No disco, lembre que a maioria dos plugins mantém o arquivo original ao lado da versão WebP, então o uso de espaço sobe antes de cair. Boa parte dos casos que chegam ao suporte da FULL com disco cheio depois da conversão é exatamente isso: o original não foi removido. Verifique se o plugin oferece a opção de descartar o original ou guardá-lo em backup, e decida conforme sua margem de disco e sua necessidade de reverter.

Acelere todo o site, não só as imagens

A conversão para imagens WebP é só uma camada da performance, e ela rende mais quando o resto do stack está afinado. O plano PRO da FULL reúne os principais plugins de otimização, incluindo conversores de imagem, cache e ferramentas de Core Web Vitals, por R$849 ao ano.

Como o plano PRO cobre até 10 sites, o custo cai para cerca de R$85 por site, abaixo do preço de uma única licença avulsa da maioria desses plugins premium. A gente vê no suporte que quem trata imagem, cache e servidor juntos sai do vermelho no PageSpeed muito mais rápido. Conheça os planos da FULL para montar esse stack sem comprar plugin por plugin.

Perguntas frequentes sobre imagens WebP no WordPress

Por que as imagens WebP nem sempre reduzem o LCP do site?

Porque o LCP depende do gargalo principal, e nem sempre é a imagem. Imagens WebP cortam 25-34% do peso versus JPEG, mas se o TTFB da hospedagem passa de 600 ms, o servidor é o limite real. Nesses casos, o ganho aparece só depois de resolver cache e hospedagem, não apenas o formato da foto.

É possível usar imagens WebP sem converter os arquivos originais manualmente?

Sim. Plugins como Imagify, ShortPixel e WP-Optimize convertem a biblioteca inteira em lote e geram o WebP de cada novo upload automaticamente. Você não exporta foto por foto: o plugin processa as imagens existentes e mantém o original para fallback, tudo pelo painel de mídia em massa, sem editar arquivo na mão.

Qual a diferença entre converter imagens WebP por plugin e por CDN?

O plugin gera e armazena o arquivo WebP no seu servidor; a CDN converte na borda, em tempo real, sem ocupar disco local. A conversão por plugin dá controle de qualidade e backup do original; a por CDN economiza espaço e processamento, mas amarra o site ao serviço. Para a maioria dos sites pequenos, o plugin basta.

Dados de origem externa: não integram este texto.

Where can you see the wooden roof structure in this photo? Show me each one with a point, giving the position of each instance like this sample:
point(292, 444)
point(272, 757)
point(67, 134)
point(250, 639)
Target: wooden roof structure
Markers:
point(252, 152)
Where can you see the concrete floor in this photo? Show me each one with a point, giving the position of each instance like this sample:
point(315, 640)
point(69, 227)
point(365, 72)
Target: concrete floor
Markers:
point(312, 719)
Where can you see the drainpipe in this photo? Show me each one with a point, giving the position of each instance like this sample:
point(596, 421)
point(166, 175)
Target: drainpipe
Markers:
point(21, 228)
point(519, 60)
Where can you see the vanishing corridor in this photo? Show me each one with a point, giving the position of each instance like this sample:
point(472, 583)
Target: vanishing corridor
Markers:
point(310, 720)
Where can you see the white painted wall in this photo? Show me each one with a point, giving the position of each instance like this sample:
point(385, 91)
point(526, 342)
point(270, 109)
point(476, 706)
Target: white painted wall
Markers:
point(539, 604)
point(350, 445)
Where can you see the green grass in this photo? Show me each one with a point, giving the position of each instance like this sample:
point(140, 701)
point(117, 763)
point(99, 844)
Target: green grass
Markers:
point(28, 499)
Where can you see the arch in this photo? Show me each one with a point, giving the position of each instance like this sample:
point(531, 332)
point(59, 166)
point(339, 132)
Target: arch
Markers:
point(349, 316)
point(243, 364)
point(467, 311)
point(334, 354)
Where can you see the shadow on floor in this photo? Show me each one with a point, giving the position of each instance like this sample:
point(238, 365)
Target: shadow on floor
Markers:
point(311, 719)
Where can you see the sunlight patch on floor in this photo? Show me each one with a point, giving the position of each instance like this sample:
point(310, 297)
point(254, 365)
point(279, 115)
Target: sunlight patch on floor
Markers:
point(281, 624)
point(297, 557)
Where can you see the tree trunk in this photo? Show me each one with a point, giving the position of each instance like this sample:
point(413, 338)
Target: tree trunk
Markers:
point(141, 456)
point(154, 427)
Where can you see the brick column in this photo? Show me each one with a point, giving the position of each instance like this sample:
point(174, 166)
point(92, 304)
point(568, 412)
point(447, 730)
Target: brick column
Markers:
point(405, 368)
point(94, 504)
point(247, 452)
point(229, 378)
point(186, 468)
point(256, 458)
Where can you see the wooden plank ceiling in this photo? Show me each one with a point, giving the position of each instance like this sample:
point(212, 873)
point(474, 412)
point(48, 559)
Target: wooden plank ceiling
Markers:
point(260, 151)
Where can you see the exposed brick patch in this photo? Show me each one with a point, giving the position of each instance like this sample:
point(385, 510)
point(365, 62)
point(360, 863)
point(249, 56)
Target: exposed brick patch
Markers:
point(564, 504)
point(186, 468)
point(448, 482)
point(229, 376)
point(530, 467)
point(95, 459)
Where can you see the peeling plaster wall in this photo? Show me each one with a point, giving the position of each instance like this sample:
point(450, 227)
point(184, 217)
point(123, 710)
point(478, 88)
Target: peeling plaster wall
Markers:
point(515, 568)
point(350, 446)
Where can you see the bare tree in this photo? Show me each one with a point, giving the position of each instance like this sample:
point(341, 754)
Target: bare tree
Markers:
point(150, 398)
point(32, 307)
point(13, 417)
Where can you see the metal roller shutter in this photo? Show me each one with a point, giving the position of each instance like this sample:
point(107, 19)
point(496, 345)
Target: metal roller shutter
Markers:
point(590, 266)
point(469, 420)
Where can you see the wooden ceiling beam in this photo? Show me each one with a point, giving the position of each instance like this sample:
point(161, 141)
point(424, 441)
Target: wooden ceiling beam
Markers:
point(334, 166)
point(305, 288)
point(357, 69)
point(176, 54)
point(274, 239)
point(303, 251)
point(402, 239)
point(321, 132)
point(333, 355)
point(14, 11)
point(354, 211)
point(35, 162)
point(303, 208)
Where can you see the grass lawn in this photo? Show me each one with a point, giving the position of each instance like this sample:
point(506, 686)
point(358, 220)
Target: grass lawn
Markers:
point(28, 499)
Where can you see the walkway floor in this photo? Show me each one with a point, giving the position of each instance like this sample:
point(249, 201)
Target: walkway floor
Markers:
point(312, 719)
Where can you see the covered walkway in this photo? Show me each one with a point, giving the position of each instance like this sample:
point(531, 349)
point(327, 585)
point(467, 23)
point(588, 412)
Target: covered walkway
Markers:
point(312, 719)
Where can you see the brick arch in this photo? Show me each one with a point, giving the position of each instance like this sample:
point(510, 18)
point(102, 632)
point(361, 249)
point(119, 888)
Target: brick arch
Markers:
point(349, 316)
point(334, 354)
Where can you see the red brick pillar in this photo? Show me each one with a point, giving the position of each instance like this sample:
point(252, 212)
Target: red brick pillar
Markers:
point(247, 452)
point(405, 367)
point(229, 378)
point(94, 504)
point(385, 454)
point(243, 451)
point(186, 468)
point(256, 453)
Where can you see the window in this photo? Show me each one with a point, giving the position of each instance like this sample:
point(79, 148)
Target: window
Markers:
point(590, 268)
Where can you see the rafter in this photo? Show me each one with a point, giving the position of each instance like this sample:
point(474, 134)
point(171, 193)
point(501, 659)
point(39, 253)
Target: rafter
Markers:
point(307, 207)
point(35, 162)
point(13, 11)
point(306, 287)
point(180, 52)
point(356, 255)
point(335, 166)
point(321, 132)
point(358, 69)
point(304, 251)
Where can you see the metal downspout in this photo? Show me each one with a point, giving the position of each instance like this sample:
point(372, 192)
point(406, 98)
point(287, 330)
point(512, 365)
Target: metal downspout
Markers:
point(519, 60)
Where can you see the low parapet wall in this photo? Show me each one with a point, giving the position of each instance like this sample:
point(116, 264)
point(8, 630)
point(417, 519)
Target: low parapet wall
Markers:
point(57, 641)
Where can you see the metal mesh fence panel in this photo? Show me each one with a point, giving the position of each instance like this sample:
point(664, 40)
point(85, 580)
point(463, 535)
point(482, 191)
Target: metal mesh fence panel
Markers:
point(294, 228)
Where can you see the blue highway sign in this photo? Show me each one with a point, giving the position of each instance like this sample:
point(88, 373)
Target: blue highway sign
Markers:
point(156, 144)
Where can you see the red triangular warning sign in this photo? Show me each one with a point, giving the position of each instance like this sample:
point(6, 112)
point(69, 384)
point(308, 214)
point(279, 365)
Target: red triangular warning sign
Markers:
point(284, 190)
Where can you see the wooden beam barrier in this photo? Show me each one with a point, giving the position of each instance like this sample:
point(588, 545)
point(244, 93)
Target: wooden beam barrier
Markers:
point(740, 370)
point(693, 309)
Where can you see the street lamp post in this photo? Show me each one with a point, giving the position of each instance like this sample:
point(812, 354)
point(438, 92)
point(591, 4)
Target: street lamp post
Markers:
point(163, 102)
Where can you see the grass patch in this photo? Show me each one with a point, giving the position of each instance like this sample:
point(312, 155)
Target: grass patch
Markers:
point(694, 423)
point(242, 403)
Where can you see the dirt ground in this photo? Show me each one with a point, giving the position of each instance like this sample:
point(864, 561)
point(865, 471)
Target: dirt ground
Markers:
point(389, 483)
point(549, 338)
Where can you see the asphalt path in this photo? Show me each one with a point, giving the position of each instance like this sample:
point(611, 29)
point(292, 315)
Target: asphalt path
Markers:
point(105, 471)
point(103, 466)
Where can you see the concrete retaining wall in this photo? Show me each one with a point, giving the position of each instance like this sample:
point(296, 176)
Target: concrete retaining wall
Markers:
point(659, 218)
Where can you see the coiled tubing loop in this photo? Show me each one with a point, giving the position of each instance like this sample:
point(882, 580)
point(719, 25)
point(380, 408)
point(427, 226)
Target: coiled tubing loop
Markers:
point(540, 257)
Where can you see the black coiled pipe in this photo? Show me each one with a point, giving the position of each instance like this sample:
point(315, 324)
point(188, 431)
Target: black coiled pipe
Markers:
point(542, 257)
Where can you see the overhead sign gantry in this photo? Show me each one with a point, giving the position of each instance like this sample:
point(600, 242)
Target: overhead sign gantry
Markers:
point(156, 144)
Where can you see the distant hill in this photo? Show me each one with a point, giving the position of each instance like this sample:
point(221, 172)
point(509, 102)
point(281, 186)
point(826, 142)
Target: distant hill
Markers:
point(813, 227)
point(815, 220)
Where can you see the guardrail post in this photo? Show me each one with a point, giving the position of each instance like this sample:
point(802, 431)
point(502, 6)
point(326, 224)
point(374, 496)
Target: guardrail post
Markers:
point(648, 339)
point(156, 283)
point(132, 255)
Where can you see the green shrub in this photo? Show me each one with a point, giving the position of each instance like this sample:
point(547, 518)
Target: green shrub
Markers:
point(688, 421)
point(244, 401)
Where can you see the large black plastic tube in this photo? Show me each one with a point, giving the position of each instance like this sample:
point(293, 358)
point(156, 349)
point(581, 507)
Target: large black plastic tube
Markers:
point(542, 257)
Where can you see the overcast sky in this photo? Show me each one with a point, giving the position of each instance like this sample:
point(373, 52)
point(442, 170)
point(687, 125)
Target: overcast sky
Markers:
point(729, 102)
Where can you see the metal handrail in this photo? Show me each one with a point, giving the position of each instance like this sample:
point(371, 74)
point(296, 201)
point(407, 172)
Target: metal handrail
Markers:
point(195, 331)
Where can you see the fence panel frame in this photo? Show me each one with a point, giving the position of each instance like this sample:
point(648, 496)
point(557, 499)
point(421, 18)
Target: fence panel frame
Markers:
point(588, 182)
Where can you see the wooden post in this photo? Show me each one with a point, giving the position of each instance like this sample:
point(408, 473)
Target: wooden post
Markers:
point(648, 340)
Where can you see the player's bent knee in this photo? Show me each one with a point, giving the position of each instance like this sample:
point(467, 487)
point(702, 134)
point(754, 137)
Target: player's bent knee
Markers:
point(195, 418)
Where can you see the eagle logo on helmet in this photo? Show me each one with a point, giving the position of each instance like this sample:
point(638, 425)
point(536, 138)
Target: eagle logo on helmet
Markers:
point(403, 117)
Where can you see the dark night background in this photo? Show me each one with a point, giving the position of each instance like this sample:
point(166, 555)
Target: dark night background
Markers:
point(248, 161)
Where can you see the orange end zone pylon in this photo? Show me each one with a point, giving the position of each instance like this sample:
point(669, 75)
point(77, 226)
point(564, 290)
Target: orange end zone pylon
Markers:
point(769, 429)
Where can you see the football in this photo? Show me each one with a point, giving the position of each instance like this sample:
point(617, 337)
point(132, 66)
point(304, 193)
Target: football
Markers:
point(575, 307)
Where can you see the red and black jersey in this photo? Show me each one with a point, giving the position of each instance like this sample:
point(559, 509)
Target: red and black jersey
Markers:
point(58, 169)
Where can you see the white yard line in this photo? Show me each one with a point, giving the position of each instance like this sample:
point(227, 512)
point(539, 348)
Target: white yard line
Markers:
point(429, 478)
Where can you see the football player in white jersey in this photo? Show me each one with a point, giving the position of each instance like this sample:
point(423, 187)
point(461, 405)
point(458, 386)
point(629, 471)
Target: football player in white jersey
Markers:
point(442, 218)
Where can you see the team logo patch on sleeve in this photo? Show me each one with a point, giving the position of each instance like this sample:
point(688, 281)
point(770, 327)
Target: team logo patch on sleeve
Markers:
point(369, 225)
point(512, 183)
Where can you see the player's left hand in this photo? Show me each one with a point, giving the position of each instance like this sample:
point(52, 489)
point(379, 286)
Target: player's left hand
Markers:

Quanto espaço de disco a conversão para imagens WebP costuma economizar?

Na entrega ao navegador, a economia fica entre 25% e 34% de banda versus JPEG, segundo o Google. No disco, porém, o uso sobe antes de cair, porque a maioria dos plugins guarda o original ao lado do WebP. A economia real de disco só aparece se você ativar a remoção do arquivo original após a conversão.

O que acontece com as imagens WebP em navegadores que não dão suporte ao formato?

O navegador recebe o JPEG ou PNG original via fallback, desde que o plugin esteja configurado para isso. O método pode ser a reescrita por .htaccess no Apache ou a tag <picture> no HTML. Sem fallback ativo, a imagem quebra. Hoje, quase todos os navegadores modernos já leem WebP nativamente.

Próximos passos para acelerar o site

Converter imagens WebP é uma das vitórias mais rápidas de performance no WordPress: poucos minutos de trabalho, queda real de peso e um LCP melhor quando a imagem era o gargalo. O caminho seguro é escolher um plugin com fallback, fixar a qualidade entre 75 e 82, converter em lote, validar em navegador antigo e medir o LCP no PageSpeed Insights. Se o número não melhorar, o foco passa a ser o servidor e o cache. Para seguir afinando o site inteiro, o FULL Academy reúne tutoriais, guias e reviews de performance em um só lugar.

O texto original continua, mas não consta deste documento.